Big Data: Our turbocharged online, mobile and social world is generating more data from more channels than ever before. However, more data does not equal more knowledge. Marketers still have to separate the wheat from the chaff when it comes to uncovering business insights.
Skills Gap: Many marketing organizations are rich in the skills you would expect – communications, branding and design. However, many marketing organizations are short on expertise and skills to effectively manage the onslaught of digital technology and big data, as well as gain a quantitative perspective on marketing’s impact.
With these challenges in mind, solving the “old” view of ROI doesn’t make sense anymore. The good news is that marketers now have the data and the analytical tools to make better decisions, drive real growth and prove their worth. For instance, working with Aberdeen Group, Avanade has developed what it calls an “experience equity” calculator that shows the value of digital customer experience efforts. “Experience equity” is the value that is unlocked when organizations add up sales, marketing, customer service and technology, and approach customer experience with a consistent digital mind-set. This customer impact metric assesses the platforms, strategies, business processes and technologies the business has chosen to adopt, as well as overall performance.
This type of approach can bring enormous returns. McKinsey believes that the thoughtful use of analytical tools to improve marketing return on investment – what they call “smart analytics” – can boost return on spend by 10 to 20 percent. That’s up to $200 billion worldwide that can be reinvested in the company or go to the bottom line.
To make this kind of smart analytics approach a reality, here are a few things to consider:
Invest in your marketing digital infrastructure. Data is only as good as the organization’s ability to leverage it to gain insights. Marketers need to invest in intuitive, dynamic tools to facilitate insights and action. This includes leveraging resources like data lakes – a large repository that holds data in its native format until it is needed – to aggregate and manipulate marketing data. It also means leveraging visualization tools (including mobile ones) to help marketers better make sense of data. And, this means creating automated reporting and employee portals to enable better access to data to inform decision making.
Rethink and invest in the marketing skills needed. Marketing organizations need to find the right mix of data skills and talent within their workforce. This may mean recruiting different types of marketers (what many refer to as “marketing technologists”) as well as teaching existing marketers new skills. It may also mean borrowing someone from the analytics or IT team who has an understanding of marketing to help jump-start a data-driven approach – because the best tools on the market can’t make a difference for organizations that don’t have the right talent in place to make sense of the data. Marketing staff with quantitative and technology skills are needed to deliver on the data insight need to guide and course correct marketing investments.
Open the lines of communication to the IT department. Avanade’s own research shows that 37 percent of technology spending is now controlled by departments other than IT – and one of those departments is marketing. The worlds of technology and marketing are continually coming closer together, and changing the role of IT and marketing leaders. As CMOs manage their brand, they also have to coordinate multiple interactions with today’s “always on” customer. At the same time, CIOs must manage technology that is capable of customer-centric innovation. CMOs and CIOs must work ever close together to harness the combined power of marketing and IT to deliver better digitally-enabled experiences for their customers and other key audiences.

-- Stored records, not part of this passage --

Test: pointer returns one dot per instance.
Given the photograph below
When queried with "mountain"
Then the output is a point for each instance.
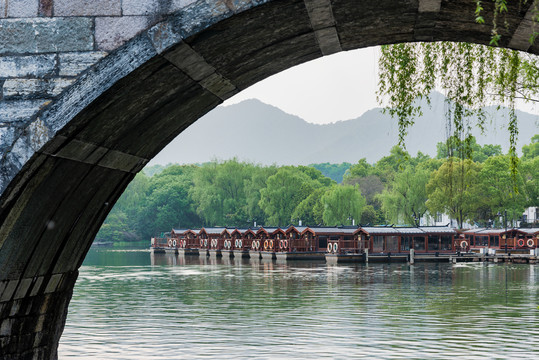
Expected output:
(260, 133)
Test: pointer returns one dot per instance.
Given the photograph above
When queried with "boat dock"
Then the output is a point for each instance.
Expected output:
(355, 244)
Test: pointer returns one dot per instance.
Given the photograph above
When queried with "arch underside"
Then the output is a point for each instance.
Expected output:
(54, 206)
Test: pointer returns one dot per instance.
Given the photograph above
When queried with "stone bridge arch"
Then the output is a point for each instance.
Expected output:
(91, 90)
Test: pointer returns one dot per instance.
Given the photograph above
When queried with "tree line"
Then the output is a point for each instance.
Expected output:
(398, 189)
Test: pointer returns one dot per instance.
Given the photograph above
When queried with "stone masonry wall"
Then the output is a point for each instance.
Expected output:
(45, 45)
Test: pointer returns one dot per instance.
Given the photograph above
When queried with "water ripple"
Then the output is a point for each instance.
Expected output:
(265, 310)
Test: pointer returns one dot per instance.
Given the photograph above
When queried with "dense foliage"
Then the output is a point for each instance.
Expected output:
(471, 76)
(398, 189)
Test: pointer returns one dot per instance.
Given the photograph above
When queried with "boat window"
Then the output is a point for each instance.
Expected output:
(406, 242)
(392, 243)
(419, 243)
(481, 241)
(433, 243)
(446, 242)
(378, 244)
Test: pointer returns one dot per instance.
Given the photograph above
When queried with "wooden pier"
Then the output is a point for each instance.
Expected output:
(355, 244)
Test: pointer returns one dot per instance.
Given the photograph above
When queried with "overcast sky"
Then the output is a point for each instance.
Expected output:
(328, 89)
(331, 88)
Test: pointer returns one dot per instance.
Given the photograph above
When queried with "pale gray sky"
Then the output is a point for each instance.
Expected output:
(328, 89)
(331, 88)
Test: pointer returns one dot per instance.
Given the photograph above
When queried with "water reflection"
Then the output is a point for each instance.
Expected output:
(174, 307)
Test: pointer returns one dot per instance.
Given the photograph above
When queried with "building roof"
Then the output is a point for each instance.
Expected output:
(214, 231)
(331, 230)
(529, 231)
(179, 231)
(438, 229)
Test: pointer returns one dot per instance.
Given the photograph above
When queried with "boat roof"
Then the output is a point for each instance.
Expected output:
(179, 231)
(331, 230)
(214, 231)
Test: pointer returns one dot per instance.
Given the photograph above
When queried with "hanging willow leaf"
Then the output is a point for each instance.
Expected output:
(471, 77)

There’s no question about it, digital technology has changed the marketing game forever. Smart analytics can help digital enterprises leverage every asset, resource and opportunity to accelerate growth, drive new levels of productivity, remain flexible in a constantly changing business climate and better serve their customers. Let’s embrace this new “golden age” of marketing to finally answer the age-old question: what am I getting from my marketing spend?